Nach einer neuen Studie der Stanford University und der Cornell University ist der blaue Wasserstoff jedoch nicht so grün, wie er gern beschrieben wird. Die britischen Forscher kommen zu dem Schluss, dass der CO2-Fußabdruck von mit fossilen Brennstoffen hergestelltem Wasserstoff um mehr als 20 Prozent höher ist als der von mit Erdgas oder Kohle erzeugter Wärme und um etwa 60 Prozent größer, wenn Dieselöl zur Wärmeerzeugung genutzt wird. Die Ergebnisse ihrer Studie „How green is blue hydrogen?“ veröffentlichten die Forscher kürzlich in dem Fachmagazin „Energy Science & Engineering“.

„Wir betonen, dass unsere Analyse in diesem Papier ein Best-Case-Szenario für blauen Wasserstoff darstellt“, so die Wissenschaftler. „Sie geht davon aus, dass das abgeschiedene Kohlendioxid tatsächlich für Jahrzehnte und Jahrhunderte in der Zukunft gespeichert werden kann.“ Zu den Emissionen von blauem Wasserstoff gehören Kohlendioxid und unverbranntes, flüchtiges Methan.

Bei der Modellierung haben die Forscher die mit dem Abbau, dem Transport, der Speicherung und der Nutzung von Methan verbundenen Lebenszyklusemissionen berücksichtigt. Es wurden mehrere CCUS-Techniken für blauen Wasserstoff in Betracht gezogen, darunter das durch den SMR-Prozess freigesetzte Kohlendioxid und die Entfernung von zusätzlichem Kohlendioxid aus den Gasen, die bei der Verbrennung von Methan entstehen, um die für den SMR-Prozess erforderliche Wärme und den hohen Druck zu erzeugen. Auch das Kohlendioxid und Methan aus der Energie, die zur Erzeugung von Strom für die Kohlenstoffabscheidungsanlage verwendet wird, wurde untersucht.

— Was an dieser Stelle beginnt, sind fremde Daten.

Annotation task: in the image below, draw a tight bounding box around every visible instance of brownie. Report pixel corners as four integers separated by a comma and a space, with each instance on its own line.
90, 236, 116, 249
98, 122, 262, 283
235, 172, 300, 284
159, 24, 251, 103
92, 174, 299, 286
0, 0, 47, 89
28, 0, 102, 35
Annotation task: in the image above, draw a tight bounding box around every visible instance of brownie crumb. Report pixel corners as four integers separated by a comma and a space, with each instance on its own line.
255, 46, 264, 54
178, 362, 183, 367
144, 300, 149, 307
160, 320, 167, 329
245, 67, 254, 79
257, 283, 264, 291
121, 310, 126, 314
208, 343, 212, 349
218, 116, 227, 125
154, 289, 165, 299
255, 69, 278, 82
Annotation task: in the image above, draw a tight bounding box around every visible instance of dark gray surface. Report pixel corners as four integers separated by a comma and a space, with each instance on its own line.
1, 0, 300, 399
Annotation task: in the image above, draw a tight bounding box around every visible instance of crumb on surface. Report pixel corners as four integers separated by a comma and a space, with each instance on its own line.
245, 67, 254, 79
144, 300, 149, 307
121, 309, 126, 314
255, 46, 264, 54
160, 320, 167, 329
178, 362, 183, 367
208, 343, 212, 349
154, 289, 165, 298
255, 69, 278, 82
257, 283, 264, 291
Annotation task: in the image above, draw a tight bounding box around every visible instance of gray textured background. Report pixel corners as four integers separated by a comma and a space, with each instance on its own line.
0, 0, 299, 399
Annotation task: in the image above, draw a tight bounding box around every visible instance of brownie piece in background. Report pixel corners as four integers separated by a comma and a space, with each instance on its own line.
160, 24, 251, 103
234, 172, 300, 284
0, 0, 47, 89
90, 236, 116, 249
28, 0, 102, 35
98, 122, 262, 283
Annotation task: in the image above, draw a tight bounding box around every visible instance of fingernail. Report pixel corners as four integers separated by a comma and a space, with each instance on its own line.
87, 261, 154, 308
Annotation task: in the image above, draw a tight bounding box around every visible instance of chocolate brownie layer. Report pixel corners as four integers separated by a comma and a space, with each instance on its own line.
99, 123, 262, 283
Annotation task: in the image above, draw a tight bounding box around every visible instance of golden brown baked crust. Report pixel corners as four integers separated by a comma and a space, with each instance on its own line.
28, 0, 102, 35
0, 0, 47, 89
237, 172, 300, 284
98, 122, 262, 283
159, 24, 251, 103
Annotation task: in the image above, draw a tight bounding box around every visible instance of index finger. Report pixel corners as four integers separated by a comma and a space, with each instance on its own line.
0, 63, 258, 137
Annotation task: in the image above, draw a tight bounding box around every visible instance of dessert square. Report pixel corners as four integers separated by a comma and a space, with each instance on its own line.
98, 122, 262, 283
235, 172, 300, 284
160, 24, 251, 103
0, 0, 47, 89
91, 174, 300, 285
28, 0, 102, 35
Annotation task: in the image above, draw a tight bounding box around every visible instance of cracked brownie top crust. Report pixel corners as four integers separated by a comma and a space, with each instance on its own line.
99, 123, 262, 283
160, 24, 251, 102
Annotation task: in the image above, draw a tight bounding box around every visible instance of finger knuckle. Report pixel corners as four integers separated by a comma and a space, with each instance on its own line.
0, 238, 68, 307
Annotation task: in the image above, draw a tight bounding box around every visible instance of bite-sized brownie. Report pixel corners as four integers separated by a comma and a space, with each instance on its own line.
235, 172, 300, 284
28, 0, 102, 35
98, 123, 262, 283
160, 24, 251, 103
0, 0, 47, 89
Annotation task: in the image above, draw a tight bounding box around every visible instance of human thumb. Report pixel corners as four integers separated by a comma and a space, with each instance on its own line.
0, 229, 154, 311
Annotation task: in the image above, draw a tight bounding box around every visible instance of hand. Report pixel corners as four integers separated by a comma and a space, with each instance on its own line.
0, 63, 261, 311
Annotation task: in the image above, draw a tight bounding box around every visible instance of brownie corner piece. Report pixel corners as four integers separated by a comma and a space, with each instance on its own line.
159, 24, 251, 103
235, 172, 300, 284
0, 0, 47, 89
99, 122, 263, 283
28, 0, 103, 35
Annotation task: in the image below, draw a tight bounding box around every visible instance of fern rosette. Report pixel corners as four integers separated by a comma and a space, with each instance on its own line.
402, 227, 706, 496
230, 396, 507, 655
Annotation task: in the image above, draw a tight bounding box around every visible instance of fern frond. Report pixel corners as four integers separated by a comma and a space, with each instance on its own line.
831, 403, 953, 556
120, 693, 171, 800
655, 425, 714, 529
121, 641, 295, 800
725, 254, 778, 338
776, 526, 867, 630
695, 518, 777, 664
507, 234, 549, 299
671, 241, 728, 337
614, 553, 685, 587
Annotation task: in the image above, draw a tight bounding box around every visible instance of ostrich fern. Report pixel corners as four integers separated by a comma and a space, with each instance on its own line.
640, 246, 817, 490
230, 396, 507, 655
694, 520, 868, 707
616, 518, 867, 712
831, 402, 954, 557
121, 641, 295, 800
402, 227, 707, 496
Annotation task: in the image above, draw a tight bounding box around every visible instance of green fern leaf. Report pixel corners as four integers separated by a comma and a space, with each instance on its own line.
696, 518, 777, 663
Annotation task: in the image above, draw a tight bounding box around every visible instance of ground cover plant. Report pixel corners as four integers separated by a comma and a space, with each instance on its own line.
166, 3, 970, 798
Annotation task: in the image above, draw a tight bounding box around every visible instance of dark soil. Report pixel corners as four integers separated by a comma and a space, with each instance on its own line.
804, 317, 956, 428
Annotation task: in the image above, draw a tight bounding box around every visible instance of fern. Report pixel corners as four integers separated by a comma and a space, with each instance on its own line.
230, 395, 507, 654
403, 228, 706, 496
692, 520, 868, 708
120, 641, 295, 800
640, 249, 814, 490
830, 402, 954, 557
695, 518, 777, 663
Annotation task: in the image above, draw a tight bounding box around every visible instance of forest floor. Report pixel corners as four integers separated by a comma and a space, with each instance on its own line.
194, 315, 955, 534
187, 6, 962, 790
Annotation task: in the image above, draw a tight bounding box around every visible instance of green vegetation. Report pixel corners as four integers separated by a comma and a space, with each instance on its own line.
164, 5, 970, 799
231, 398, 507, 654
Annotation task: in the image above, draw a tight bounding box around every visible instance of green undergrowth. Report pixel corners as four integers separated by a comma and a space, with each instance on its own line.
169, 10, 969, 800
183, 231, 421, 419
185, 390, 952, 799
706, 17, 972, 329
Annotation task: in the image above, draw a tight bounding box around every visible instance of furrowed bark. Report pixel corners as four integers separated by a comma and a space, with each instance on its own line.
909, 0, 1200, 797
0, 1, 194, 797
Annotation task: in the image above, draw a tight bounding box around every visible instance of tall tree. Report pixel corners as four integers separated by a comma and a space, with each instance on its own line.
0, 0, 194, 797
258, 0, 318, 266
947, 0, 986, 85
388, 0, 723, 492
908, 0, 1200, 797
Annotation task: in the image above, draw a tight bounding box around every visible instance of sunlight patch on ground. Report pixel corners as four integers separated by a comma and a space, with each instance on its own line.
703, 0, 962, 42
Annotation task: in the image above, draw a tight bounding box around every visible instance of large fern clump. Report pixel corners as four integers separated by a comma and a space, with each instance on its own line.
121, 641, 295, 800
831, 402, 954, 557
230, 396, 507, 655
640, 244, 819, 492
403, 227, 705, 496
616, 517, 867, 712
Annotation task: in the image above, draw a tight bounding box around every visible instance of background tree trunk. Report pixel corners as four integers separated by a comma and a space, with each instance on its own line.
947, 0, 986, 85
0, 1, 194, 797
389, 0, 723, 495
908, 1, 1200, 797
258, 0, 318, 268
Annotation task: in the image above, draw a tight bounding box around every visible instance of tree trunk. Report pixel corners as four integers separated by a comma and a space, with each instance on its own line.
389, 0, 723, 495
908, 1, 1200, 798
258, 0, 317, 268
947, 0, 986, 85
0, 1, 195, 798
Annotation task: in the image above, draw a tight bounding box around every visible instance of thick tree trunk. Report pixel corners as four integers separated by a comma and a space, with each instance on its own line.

Den Modellrechnungen zufolge sind die Kohlendioxidemissionen von blauem Wasserstoff nur um 9 bis 12 Prozent geringer als die von grauem Wasserstoff. „Während die Kohlendioxidemissionen geringer sind, sind die flüchtigen Methanemissionen bei blauem Wasserstoff höher als bei grauem Wasserstoff, da für die Kohlenstoffabscheidung mehr Erdgas verwendet wird“, erklärte die britische Forschungsgruppe.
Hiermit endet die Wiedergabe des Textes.